Regulierung am Plattenteller

BERLIN. Millionen Ohren können eigentlich nicht irren: Nach einer Umfrage des Meinungsforschungsinstituts Forsa sind die drei beliebte-sten Schlager "Griechischer Wein" und "Siebzehn Jahr, blondes Haar" von Udo Jürgens sowie "Die kleine Kneipe" von Peter Alexander.

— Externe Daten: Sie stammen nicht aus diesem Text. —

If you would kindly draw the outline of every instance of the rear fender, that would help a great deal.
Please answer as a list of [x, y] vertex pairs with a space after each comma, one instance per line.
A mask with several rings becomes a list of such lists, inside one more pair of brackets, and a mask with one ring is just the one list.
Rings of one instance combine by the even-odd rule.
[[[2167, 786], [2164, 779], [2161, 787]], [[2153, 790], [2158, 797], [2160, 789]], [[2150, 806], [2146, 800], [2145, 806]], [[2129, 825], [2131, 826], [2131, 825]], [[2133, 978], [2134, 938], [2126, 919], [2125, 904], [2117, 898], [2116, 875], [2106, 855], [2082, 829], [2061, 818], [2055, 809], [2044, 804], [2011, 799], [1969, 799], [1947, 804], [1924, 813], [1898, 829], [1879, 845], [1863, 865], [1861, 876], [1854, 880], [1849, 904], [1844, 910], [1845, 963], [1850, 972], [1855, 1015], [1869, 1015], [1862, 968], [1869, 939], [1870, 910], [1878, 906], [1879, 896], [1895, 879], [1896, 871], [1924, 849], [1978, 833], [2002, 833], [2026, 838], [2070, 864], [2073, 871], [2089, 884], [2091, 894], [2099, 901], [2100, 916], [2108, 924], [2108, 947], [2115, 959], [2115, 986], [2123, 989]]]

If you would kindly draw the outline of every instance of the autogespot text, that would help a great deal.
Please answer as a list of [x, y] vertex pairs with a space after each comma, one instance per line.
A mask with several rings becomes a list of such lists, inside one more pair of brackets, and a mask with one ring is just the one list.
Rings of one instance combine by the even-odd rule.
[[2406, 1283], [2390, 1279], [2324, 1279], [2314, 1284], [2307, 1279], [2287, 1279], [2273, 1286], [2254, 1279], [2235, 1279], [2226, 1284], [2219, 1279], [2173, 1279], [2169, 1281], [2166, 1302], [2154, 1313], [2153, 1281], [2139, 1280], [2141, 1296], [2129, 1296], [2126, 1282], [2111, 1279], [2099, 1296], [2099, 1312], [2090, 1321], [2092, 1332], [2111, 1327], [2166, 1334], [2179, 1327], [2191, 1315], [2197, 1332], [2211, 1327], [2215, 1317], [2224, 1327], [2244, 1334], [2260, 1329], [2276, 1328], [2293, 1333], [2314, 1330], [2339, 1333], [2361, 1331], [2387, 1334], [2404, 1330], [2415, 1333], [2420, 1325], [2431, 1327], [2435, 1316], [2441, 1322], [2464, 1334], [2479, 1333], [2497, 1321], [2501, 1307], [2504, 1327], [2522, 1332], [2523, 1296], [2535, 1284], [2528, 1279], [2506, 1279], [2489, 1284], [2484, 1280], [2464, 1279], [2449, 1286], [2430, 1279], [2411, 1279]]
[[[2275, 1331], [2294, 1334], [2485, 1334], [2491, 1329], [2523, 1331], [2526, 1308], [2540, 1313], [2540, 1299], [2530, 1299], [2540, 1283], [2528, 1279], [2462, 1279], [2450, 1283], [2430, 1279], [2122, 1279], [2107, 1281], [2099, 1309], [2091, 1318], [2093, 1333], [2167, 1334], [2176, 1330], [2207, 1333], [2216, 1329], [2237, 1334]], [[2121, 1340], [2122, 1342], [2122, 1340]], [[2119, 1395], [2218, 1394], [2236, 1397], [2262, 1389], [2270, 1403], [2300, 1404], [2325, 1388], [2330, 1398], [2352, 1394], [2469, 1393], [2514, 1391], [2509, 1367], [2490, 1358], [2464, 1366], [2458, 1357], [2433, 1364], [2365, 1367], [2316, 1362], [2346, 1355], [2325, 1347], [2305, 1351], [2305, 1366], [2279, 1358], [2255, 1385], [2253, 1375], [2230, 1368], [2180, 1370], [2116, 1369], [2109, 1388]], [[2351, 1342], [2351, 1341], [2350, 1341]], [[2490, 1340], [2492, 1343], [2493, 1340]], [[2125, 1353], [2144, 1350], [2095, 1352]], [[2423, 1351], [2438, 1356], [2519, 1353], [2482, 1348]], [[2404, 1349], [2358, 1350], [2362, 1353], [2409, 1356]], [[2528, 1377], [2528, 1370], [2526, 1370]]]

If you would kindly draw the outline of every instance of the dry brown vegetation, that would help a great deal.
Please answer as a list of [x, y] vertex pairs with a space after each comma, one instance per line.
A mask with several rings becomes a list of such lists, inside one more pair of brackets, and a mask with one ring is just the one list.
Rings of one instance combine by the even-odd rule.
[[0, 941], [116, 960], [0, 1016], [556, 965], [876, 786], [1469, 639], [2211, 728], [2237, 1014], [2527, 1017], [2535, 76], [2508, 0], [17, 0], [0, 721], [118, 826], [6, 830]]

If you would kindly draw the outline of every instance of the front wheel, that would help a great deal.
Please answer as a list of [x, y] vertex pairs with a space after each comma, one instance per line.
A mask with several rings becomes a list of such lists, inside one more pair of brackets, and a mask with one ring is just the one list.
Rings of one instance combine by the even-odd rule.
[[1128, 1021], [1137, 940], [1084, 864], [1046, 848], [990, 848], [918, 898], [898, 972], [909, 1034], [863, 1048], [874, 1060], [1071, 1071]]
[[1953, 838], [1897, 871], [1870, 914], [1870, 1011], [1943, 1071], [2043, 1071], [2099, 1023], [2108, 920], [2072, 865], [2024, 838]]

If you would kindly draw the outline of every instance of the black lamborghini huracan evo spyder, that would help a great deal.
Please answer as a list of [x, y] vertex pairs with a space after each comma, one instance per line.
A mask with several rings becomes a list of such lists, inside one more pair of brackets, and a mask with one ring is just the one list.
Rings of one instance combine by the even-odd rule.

Diese Lieder hört man selten im Radio, und auch andere heimische Musik dudelt nicht oft über den Äther. Deutschsprachige Musik kommt nach Ansicht von Künstlern wie Udo Lindenberg, Reinhard Mey, Wolfgang Niedecken oder Jungstars wie Xavier Naidoo und Mousse T. in den Medien kaum noch vor. "In einigen Sendern liegt die Quote deutscher Neuvorstellungen bei gerade noch einem Prozent", ärgern sich in einem Aufruf mehr als 500 Branchenvertreter. Sie fordern eine Radioquote für deutsche Popmusik. Beifall erhielten die Musiker jüngst von höchster politischer Stelle. Als Bundeskanzler Gerhard Schröder (SPD) den Konzern "Universal" besuchte, meinte er zwar: "Mein Liedgut ist beschränkt, das geb‘ ich gerne zu." Als Radiohörer würde er sich aber über eine Quote für deutsche Produktionen freuen. Am kommenden Mittwoch findet dazu nun eine Anhörung im Bundestag mit Künstlern sowie Vertretern der Sender und Musikbranche statt. Und die Chancen, dass es die Republik den Franzosen gleich tut, stehen mittlerweile gar nicht so schlecht. Seit 1994 werden in Frankreich französische Künstler gezielt unterstützt- mindestens 40 Prozent der Musikprogramme müssen mit ihren Produktionen gestaltet werden. Hier zu Lande indes, so die Klage vieler Musiker, erhielten junge Künstler bei den Plattenfirmen keine Verträge mehr, weil die Konzerne für sie keine Plattform fänden. Glück habe, wer "von lokalen Radiostationen zu überregionaler Bedeutung hochgesendet werde". Die Fraktion der Quotenfreunde, die gegenüber dem "amerikanischem Mainstream" Chancengleichheit für Talente will, wächst. Schon im vergangenen Jahr hatte die Ministerpräsidentenkonferenz die Hörfunkanstalten aufgefordert, mehr deutschsprachige Musik zu senden.Vereint gegen die "Einheitsprogramme"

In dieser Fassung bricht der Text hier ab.